GSK has refiled a new drug application (NDA) to the FDA for tebipenem pivoxil hydrobromide (HBr). This investigational oral carbapenem antibiotic is aimed at treating complicated urinary tract infections (cUTI), particularly pyelonephritis. The initial NDA was submitted in 2022. However, the FDA required additional data to move forward with approval.
Key Details of the Application
GSK’s current NDA is bolstered by positive outcomes from the phase 3 PIVOT-PO trial (NCT06059846). This trial met its primary endpoint, demonstrating that tebipenem HBr was noninferior to imipenem-cilastatin in terms of overall response rate at the test-of-cure (TOC) visit.

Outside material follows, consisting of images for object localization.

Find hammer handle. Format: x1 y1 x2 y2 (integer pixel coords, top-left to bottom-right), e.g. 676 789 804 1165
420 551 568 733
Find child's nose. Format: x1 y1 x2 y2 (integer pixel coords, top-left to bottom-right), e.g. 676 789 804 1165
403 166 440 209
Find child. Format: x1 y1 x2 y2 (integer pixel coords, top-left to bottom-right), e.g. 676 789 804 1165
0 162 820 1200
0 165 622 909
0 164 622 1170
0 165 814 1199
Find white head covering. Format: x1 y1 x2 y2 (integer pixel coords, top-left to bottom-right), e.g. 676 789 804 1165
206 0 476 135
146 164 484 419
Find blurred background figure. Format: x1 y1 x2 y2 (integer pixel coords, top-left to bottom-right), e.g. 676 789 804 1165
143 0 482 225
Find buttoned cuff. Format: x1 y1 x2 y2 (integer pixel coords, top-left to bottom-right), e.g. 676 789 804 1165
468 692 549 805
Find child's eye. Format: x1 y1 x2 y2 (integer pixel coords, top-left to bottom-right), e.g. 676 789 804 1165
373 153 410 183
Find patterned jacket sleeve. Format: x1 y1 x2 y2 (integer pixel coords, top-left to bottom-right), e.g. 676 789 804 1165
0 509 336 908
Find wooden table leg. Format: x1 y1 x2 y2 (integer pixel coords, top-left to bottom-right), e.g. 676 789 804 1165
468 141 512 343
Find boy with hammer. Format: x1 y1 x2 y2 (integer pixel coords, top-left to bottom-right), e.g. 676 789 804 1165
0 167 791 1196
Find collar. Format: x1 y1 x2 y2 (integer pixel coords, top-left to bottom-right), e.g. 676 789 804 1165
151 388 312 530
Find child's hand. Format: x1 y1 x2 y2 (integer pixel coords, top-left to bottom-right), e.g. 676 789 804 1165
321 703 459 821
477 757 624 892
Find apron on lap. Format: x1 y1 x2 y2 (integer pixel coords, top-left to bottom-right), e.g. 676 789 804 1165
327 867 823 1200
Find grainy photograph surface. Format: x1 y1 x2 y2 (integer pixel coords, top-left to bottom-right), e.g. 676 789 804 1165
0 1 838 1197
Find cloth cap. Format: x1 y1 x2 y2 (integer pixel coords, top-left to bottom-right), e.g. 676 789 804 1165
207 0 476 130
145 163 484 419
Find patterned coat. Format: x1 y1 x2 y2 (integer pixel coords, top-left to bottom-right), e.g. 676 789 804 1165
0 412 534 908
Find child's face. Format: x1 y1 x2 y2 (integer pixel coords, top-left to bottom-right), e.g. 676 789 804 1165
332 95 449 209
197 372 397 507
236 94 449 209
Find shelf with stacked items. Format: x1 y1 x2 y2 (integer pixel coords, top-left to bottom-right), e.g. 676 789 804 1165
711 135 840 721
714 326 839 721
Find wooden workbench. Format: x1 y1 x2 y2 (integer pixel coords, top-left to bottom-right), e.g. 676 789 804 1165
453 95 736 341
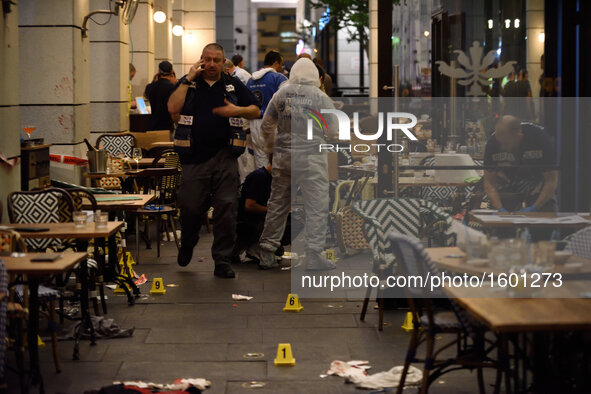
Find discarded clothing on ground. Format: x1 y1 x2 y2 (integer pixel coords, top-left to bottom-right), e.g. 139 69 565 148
85 379 208 393
327 360 422 390
61 316 134 340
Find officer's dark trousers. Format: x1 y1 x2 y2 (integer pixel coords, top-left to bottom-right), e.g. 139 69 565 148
177 147 239 265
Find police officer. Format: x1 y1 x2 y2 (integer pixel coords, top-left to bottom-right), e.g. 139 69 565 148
483 115 558 213
168 43 260 278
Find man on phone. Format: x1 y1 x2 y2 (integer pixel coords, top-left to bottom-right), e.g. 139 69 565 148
168 43 260 278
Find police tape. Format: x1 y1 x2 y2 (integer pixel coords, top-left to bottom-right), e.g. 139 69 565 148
49 154 88 166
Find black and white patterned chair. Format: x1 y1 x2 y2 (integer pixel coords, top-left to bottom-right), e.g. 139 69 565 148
565 227 591 259
7 188 74 252
387 232 501 394
352 197 455 331
95 133 136 158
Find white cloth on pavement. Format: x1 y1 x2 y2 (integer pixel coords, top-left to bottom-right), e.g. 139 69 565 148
327 360 423 390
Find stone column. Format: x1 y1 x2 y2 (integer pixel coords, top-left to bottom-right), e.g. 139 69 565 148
130 0 155 98
0 2 22 220
172 0 185 75
88 0 130 143
181 0 215 76
369 0 378 97
154 0 173 72
18 0 90 184
526 0 544 97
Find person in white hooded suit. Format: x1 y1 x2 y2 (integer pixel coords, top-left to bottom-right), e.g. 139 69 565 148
254 58 338 270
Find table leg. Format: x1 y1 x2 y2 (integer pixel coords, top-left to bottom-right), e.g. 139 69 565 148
135 215 140 264
27 277 45 394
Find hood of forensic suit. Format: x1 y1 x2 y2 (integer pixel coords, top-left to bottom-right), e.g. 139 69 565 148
288 58 320 88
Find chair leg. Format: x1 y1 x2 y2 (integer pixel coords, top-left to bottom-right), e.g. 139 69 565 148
360 285 372 322
397 324 420 394
477 367 486 394
169 214 180 250
378 295 384 332
420 334 435 394
156 214 162 257
48 300 61 373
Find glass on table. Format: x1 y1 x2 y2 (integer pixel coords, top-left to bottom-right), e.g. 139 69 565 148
94 212 109 229
531 241 556 269
73 211 87 228
132 148 142 170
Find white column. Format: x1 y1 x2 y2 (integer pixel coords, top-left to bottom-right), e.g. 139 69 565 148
0 1 21 220
19 0 91 184
130 0 155 98
172 0 185 75
182 0 216 76
369 0 378 98
526 0 544 97
154 0 173 71
89 0 130 142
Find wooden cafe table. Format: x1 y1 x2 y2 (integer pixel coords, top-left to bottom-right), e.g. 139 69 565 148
83 193 155 263
9 222 135 338
467 211 591 230
443 282 591 392
426 246 591 277
3 252 87 393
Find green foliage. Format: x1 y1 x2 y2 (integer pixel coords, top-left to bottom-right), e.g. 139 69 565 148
310 0 399 46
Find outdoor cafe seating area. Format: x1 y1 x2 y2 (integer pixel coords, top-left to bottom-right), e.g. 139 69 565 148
1 129 591 394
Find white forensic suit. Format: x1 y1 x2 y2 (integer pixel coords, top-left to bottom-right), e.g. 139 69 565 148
256 58 338 270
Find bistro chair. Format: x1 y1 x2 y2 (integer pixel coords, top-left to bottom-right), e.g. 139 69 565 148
95 133 136 190
352 197 455 331
387 232 502 394
7 188 74 252
132 166 181 257
0 228 62 374
565 226 591 259
95 132 136 158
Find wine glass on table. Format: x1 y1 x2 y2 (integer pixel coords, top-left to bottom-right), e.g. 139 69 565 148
132 148 142 171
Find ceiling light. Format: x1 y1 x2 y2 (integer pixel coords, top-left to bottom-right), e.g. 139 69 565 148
538 32 545 42
514 19 520 28
172 25 184 36
488 19 493 29
153 10 166 24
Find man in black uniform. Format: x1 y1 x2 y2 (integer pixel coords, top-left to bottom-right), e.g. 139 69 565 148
483 115 558 212
231 157 293 267
168 43 260 278
144 61 177 132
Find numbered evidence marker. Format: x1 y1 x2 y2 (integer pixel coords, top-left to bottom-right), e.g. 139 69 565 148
150 277 166 295
273 343 295 366
325 249 337 262
282 293 303 312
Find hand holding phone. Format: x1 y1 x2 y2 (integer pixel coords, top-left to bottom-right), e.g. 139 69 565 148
187 60 204 81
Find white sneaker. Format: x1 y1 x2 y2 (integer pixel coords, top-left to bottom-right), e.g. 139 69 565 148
305 251 336 271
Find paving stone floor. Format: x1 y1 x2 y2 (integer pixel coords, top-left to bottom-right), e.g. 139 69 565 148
7 229 497 393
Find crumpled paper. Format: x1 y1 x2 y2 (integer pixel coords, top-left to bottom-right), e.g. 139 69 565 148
232 294 253 301
327 360 422 390
115 378 211 391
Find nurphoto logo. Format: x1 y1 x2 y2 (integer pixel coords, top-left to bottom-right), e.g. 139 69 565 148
305 109 419 153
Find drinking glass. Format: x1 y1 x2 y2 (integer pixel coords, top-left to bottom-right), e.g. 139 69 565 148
73 211 87 228
132 148 142 170
94 212 109 229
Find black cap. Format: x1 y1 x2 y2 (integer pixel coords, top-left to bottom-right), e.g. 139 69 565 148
158 61 173 75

- Trial Enrollment: 1,690 patients with cUTI, including acute pyelonephritis.
- Treatment Regimen: 600 mg tebipenem HBr orally every 6 hours or 500 mg intravenous imipenem-cilastatin every 6 hours.
- Trial Duration: 7 to 10 days.
Results of the PIVOT-PO Trial
The study’s primary endpoint involved evaluating the overall response rate, defined as the combination of clinical cure and microbiological eradication. Key findings included:
- Overall Success Rate: 58.5% for tebipenem HBr vs. 60.2% for imipenem-cilastatin (adjusted difference: 1.3%).
- Clinical Cure Rate: 93.5% in the tebipenem HBr group versus 95.2% in the imipenem-cilastatin group (adjusted difference: 1.6%).
- Microbiological Response Rate: 60.3% for tebipenem HBr compared to 61.3% for imipenem-cilastatin (adjusted difference: 0.8%).
These success rates were consistent even among patients with infections caused by antimicrobial-resistant Enterobacterales. The trial was concluded early for efficacy following an interim data analysis conducted in May 2025.
Safety Profile and Adverse Events
The safety profile of tebipenem HBr aligns with that of other carbapenem antibiotics. The most frequently reported adverse events were diarrhea and headache, which were categorized as mild to moderate and non-serious.
The results from the PIVOT-PO trial were showcased as a late-breaking abstract at IDWeek 2025, highlighting the significance of this research in the quest for effective treatments for cUTI.